Devices to confuse and mislead the reader are bad practice. They deaden the interest, and they are quite unnecessary; the reader can always be trusted to mislead himself, no matter how plainly the data are given.
"A Professional Episode" by Arthur Morrison: The public hangman is worried that word of his job will get out--especially after he had to "fix the straps" (as he says in the narrative) on his next-door neighbor. [one hit on head; one hanged]
"A Shot in the Night" by Baroness Orczy: When retired businessman Edward Greeneadge is shot to death, it looks like his nephew is the culprit. Patrick Mulligan, lawyer (known by the nickname "Skin o' My Tooth") manages to find the solution in time to save Ralph Legge-Bright from the gallows. [one shot]
"The Tytherton Case" by Baroness Orczy: An elderly lawyer is attacked and certain papers in his office and safe are destroyed. There seems to be only one person who could have benefited from the destruction, but Orczy's Old Man in the Corner has other ideas.
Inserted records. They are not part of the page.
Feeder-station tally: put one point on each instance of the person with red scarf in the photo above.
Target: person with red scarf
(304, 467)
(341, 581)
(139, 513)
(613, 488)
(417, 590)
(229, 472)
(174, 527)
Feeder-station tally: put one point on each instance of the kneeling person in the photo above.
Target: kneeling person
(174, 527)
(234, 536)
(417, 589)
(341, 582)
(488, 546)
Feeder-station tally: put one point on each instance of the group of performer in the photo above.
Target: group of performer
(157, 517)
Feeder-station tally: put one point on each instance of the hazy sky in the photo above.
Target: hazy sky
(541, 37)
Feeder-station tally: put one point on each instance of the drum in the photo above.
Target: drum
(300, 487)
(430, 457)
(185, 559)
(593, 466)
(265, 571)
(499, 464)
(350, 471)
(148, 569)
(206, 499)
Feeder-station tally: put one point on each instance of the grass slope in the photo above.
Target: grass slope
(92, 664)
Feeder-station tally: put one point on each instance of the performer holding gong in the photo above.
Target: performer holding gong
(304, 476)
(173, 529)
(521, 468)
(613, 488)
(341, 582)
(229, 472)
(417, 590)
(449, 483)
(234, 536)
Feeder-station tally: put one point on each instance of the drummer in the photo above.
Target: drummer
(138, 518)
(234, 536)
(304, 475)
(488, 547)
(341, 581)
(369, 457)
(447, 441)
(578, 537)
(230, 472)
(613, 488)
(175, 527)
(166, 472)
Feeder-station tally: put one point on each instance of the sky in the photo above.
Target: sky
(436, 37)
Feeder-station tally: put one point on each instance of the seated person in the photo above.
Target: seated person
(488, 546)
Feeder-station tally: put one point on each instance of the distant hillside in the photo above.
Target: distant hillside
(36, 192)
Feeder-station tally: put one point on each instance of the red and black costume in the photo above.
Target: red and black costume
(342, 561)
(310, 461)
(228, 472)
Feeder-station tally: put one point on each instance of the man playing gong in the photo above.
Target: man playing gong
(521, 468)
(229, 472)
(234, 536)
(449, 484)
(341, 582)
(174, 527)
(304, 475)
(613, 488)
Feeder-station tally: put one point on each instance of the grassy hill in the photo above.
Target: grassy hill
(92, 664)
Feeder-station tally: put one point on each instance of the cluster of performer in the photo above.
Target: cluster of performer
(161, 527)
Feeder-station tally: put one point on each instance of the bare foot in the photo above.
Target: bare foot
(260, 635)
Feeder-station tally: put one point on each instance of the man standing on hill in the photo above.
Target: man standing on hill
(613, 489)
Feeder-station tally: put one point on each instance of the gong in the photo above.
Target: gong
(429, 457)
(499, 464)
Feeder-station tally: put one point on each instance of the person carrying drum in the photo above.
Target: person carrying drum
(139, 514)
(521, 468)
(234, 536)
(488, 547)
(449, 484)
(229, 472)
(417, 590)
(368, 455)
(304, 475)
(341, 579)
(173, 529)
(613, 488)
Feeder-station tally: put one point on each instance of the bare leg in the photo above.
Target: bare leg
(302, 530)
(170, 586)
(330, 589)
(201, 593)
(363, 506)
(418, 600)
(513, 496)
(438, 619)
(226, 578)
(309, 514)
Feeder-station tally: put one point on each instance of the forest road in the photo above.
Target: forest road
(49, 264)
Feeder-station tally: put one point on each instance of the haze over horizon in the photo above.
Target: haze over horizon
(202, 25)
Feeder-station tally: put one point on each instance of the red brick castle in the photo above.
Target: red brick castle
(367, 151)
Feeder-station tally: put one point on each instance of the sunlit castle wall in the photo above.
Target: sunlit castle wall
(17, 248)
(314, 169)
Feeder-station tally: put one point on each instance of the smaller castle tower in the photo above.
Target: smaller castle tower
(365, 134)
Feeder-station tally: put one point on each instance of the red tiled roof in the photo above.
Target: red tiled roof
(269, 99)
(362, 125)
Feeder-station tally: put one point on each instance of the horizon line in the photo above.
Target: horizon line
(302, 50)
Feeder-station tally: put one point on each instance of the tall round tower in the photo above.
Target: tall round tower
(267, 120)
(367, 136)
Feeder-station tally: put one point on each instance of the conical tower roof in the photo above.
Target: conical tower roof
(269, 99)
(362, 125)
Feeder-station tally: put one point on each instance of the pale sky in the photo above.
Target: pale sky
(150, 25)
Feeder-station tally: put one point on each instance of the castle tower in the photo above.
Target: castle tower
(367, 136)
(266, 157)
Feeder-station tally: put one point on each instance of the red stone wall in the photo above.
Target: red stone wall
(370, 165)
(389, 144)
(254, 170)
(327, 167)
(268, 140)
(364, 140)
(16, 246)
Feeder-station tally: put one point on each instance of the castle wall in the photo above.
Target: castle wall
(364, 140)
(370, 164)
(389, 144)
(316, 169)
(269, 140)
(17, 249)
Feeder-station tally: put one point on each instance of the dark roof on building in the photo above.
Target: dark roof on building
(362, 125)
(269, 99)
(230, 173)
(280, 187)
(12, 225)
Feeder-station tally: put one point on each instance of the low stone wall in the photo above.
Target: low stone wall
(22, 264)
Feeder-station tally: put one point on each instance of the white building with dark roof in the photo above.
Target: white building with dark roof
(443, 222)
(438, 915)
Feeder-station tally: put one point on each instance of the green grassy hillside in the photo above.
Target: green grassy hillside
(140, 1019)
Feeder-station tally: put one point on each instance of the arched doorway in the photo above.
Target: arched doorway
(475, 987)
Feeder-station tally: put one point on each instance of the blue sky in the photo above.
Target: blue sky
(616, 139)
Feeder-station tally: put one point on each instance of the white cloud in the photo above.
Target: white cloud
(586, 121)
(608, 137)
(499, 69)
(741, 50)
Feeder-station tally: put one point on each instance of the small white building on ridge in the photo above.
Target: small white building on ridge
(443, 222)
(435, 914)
"Striding Folly" by Dorothy L. Sayers": This one has a bit of the mystic about it. A man has a dream which appears to be strangely prophetic about the murder of his neighbor. Except it didn't predict that he would be accused! Lord Peter comes to the rescue, of course! [one strangled]
"The Haunted Policeman" by Dorothy L. Sayers": The story of the poor policeman who saw a house numbered thirteen where no thirteen ought to be and a murdered man where no one has been murdered. Lord Peter helps him prove that he wasn't drunk nor delusional."The Sub-Branch" by Henry Wade: A man running an informal branch of a bank (who knew such thing was a thing?) in a street-level front room is apparently killed while the building owner and his doctor is in the room above. Is a disgruntled customer the culprit? [one throat cut]
"Four to One--Bar One" by Henry Wade: When a race course gang tries to put the screws on the wrong bookie, they get more than they bargained for. The odds are definitely not in their favor. [four shot]
"The Perfect Close" by Hugh Walpole: An elderly man realizes that he's living his last day. The story follows him as he decides how to spend his last few hours. [one natural]
First line (1st story): "No, I happened to be abroad at the time," Philip Trent said.
Last line (last story): Minna looked up into his face and gave a cry.